Occasionally business owners outsmart themselves when it comes to leases on their premises. We were recently asked to help in the selling of a retail business here on the Sunshine Coast that has been in the same location for many years. The lease had run its course and the business owner had chosen not to renew the lease. The landlord was agreeable to this, with the lease reverting to a ‘monthly’ tenancy. With a monthly tenancy, there is no security of tenure. Either party to the lease, either the landlord or the tenant can terminate with just 1 months notice. It gives the tenant the flexibility to be able to vacate within 30 days, but it makes the business very vulnerable.

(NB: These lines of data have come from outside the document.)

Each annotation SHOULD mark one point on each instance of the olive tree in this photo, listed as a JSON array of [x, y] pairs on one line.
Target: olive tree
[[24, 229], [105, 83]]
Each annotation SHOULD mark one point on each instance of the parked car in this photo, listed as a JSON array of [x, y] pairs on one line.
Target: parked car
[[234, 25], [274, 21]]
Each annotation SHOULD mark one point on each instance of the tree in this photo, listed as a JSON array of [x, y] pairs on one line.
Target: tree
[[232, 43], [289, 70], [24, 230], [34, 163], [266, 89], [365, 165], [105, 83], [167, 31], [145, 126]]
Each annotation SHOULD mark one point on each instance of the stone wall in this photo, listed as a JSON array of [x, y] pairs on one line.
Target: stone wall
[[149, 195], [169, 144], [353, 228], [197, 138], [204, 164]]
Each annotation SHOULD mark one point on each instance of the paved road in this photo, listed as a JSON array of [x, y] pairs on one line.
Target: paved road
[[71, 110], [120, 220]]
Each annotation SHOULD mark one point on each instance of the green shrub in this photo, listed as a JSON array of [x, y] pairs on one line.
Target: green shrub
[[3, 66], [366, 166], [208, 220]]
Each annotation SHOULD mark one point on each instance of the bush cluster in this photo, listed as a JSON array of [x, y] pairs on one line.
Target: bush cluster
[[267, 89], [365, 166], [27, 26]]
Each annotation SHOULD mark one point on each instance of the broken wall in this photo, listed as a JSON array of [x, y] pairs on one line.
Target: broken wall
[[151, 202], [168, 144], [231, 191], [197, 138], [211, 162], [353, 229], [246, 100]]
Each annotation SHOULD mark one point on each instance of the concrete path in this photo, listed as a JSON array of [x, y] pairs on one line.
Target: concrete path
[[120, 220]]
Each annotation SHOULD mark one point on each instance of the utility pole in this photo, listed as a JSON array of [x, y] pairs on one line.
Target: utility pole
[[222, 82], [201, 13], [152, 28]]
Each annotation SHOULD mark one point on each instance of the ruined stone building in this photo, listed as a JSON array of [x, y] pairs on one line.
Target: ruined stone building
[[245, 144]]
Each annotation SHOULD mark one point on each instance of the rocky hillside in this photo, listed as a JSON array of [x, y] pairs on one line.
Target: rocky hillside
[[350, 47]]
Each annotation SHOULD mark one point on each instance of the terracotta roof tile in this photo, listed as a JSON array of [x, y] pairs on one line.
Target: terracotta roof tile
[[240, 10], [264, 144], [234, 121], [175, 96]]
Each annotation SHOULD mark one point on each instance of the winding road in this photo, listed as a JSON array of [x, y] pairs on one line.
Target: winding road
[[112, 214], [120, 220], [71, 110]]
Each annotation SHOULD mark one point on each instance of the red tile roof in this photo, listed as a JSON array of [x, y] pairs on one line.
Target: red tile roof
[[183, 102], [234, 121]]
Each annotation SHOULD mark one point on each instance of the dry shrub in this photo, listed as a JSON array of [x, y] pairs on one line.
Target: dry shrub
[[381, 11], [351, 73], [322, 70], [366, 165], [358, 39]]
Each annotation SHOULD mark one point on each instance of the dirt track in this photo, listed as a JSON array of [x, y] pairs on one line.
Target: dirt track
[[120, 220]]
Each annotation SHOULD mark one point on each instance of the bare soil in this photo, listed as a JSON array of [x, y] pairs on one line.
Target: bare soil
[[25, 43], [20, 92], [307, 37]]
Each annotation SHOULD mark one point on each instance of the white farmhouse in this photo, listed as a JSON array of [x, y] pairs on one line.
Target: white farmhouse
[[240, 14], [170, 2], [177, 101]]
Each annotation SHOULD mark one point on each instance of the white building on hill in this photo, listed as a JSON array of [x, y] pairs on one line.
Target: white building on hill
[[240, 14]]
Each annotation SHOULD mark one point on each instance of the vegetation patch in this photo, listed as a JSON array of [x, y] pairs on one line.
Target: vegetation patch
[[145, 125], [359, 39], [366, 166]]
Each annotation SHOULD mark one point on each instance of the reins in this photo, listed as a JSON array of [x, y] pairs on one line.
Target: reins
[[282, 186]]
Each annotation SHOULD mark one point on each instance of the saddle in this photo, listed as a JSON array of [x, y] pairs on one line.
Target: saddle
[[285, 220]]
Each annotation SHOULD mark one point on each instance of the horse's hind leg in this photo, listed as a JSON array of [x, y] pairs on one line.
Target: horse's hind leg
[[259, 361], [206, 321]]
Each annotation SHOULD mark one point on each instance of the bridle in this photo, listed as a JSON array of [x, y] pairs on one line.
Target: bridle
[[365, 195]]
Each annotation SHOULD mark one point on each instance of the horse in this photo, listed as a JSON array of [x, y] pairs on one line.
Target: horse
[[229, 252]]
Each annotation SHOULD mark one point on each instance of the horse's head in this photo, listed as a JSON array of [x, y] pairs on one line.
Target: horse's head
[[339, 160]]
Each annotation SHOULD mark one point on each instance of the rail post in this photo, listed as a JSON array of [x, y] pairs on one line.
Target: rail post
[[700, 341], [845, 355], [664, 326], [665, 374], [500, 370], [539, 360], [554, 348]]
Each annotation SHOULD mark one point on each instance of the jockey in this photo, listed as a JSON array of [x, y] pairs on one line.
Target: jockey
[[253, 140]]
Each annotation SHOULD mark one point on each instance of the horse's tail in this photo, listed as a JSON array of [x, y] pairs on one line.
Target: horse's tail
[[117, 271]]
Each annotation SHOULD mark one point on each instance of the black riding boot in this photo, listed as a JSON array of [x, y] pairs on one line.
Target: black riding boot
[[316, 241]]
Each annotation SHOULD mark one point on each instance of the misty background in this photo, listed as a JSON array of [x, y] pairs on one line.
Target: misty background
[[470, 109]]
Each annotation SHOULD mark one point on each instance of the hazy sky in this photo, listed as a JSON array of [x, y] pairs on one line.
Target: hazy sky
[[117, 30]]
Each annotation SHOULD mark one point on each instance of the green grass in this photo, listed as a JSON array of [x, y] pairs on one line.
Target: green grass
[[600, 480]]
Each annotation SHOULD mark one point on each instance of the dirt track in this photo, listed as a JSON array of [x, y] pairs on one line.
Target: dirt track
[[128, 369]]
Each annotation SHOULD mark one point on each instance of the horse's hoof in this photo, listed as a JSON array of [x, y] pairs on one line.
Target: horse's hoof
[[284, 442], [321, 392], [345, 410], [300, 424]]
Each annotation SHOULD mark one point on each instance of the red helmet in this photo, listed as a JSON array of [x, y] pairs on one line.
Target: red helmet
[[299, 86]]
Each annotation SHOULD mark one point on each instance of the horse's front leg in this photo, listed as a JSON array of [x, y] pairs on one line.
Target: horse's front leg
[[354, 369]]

The business owner wanted to retire once the business had sold, but knowing that retail businesses were hard to sell, he wasn’t prepared to commit to another 3 years in the shop. The business was a well branded franchise, with outlets all over Australia. With a sign in the window, ‘Business for Sale’, a buyer wandered into the shop to chat with the owner. After many meetings, the prospective buyer was told that the lease was only on a monthly basis, he quietly did some delving to establish the identity of the landlord. He also contacted the franchisor directly, to ask if any new franchises were available on the Sunshine Coast. The new tenant wasn’t prepared to pay anything for the business, knowing the owner had no secure lease and consequently, had no business to sell, just a shop full of stock. The buyer then negotiated directly with the landlord, who agreed to a long lease of 5 years. And why wouldn’t he! His existing tenant wasn’t prepared to sign a new lease, so it made good sense. The landlord gave 30 days notice to the existing tenant, who was now in a really bad situation. He has a shop full of stock, but the new tenant only wanted certain items, not the whole shop full. The new tenant dealt directly with the franchisor, who was delighted to have a new franchisee happy to sign a long lease. The existing business owner now has no business to sell and a shop full of stock that he has to sell at a bargain price, just to get rid of it all.
The moral of the story is that without a solid lease in place, any business is in a very shaky position. Landlords have no emotions: they don’t care about a longstanding tenant who may have been paying rent loyally for many years. If there’s no signed lease in place, it’s “Adios Amigo!”